Speaking ahead of the group’s annual meeting, chief executive Martin Gilbert said much of the decline in funds under management was “self-inflicted” as it moved to reduce its exposure to emerging market equities, adding: “We just have to sit here and wait for sentiment to recover.”
Gilbert, pictured below, also said Aberdeen was making “good progress” in completing its purchase of Edinburgh-based rival Scottish Widows Investment Partnership (Swip) from Lloyds Banking Group. The £550 million deal, unveiled in November, is still awaiting regulatory approval but is expected to be finalised by the end of March.
Mark Williamson, analyst at Peel Hunt, said: “While the market has heralded the Swip acquisition as the solution to Aberdeen’s over-reliance on emerging markets, I believe that all it does is add a whole host of new problems.”
Describing the update as “disappointing”, Williamson said the majority of funds being acquired were “low-margin life company assets that are in outflow”.
However, Peter Lenardos at RBC Capital Markets noted: “We continue to believe that consensus is taking an overly-bearish view of Aberdeen’s financial prospects, and is not incorporating the diversification and operating margin upside that the Swip transaction should deliver.”
At the annual meeting, 11.2 per cent of shareholders voted against Aberdeen’s remuneration report, which saw Gilbert’s total pay package rise to £5.1m last year.

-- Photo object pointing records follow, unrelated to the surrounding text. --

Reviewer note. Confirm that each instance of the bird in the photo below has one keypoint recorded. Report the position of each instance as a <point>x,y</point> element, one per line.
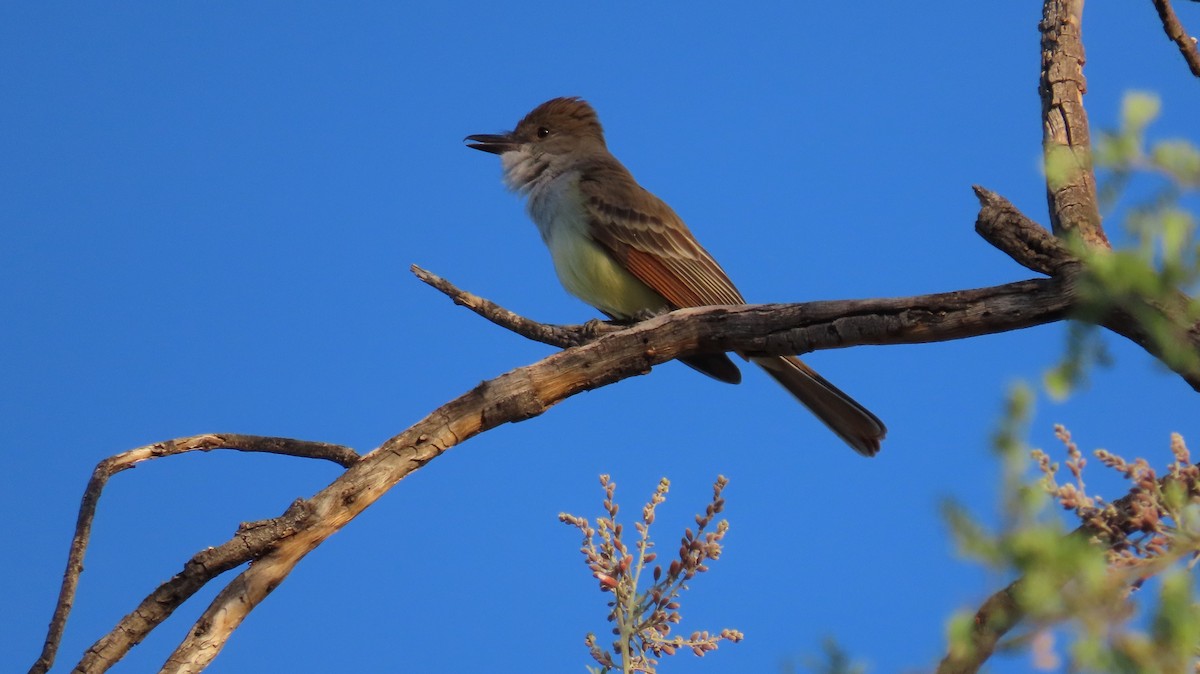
<point>622,250</point>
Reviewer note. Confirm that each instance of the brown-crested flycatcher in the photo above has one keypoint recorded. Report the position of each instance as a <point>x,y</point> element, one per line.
<point>627,253</point>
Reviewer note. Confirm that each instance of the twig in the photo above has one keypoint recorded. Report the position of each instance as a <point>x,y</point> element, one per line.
<point>1175,30</point>
<point>125,461</point>
<point>1001,612</point>
<point>561,336</point>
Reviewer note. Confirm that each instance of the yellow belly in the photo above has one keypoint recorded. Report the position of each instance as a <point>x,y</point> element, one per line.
<point>588,272</point>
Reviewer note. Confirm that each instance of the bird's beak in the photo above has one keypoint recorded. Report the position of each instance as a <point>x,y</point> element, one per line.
<point>496,144</point>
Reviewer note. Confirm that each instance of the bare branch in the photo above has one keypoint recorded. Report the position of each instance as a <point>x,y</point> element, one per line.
<point>1174,29</point>
<point>1066,139</point>
<point>125,461</point>
<point>1027,242</point>
<point>555,335</point>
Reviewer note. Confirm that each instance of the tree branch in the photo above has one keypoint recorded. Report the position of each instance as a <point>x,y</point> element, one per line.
<point>125,461</point>
<point>1066,139</point>
<point>1002,612</point>
<point>1174,29</point>
<point>277,545</point>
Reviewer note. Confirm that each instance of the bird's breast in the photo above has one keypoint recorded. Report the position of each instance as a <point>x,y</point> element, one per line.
<point>583,266</point>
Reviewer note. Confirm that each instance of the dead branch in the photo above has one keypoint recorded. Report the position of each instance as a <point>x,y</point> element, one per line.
<point>1066,139</point>
<point>1180,36</point>
<point>125,461</point>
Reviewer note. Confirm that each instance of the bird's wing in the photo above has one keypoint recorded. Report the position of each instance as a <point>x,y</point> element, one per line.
<point>649,240</point>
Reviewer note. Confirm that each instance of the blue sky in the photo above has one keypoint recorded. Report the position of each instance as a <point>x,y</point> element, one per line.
<point>209,216</point>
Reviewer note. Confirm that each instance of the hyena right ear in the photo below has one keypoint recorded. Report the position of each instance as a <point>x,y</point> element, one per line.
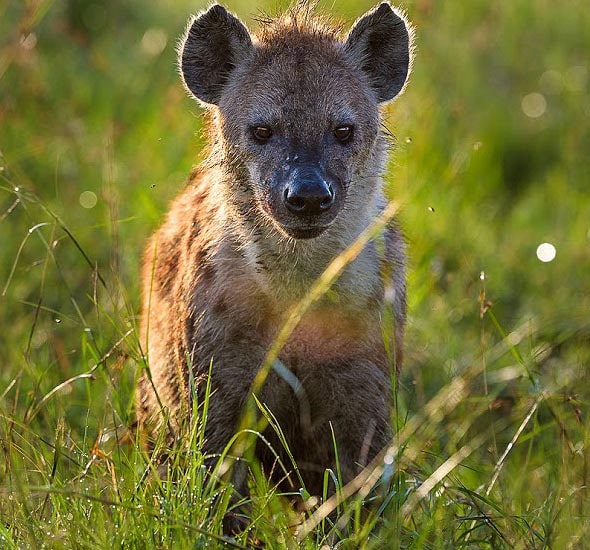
<point>215,42</point>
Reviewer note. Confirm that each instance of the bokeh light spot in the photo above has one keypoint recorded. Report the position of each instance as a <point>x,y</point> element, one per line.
<point>546,252</point>
<point>534,105</point>
<point>154,41</point>
<point>88,199</point>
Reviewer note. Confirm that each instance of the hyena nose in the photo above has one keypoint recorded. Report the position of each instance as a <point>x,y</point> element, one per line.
<point>308,198</point>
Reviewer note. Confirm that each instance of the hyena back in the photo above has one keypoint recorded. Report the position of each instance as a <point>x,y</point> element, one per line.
<point>293,175</point>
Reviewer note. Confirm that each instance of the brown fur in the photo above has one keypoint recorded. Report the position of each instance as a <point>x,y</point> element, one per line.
<point>224,267</point>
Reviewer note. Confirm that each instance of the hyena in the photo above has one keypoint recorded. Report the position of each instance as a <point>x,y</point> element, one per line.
<point>293,175</point>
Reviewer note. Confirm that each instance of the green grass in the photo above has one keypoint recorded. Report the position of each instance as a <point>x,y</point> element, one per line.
<point>492,429</point>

The group’s assets under management fell to £193.6 billion in the three months December, its financial first quarter. That was down from £200.4bn in September and below the £197.1bn forecast by analysts at Numis.
Although the amount of money being pulled out by clients slowed to £11.2bn, from £13.2bn in the previous quarter, new business wins also fell amid negative sentiment towards Asia and emerging markets. As a result, net outflows accelerated to £4.4bn, but Gilbert said the firm has a strong pipeline of new business, which is expected to deliver an extra £2bn of assets early this year.
He added: “Business flows reflected the continuing negative sentiment towards Asian and emerging markets generally, particularly later in the quarter.
“However, we believe the fundamental attractions of the Asian and developing economies and companies that we invest in are compelling. We are confident that we will sustain our record of long-term outperformance.”
While analysts at Shore Capital agreed that markets such as Brazil, China and India will inevitably suffer short-term volatility, the broker said they present long-term opportunities thanks to a growing middle class eager to buy savings and investments products.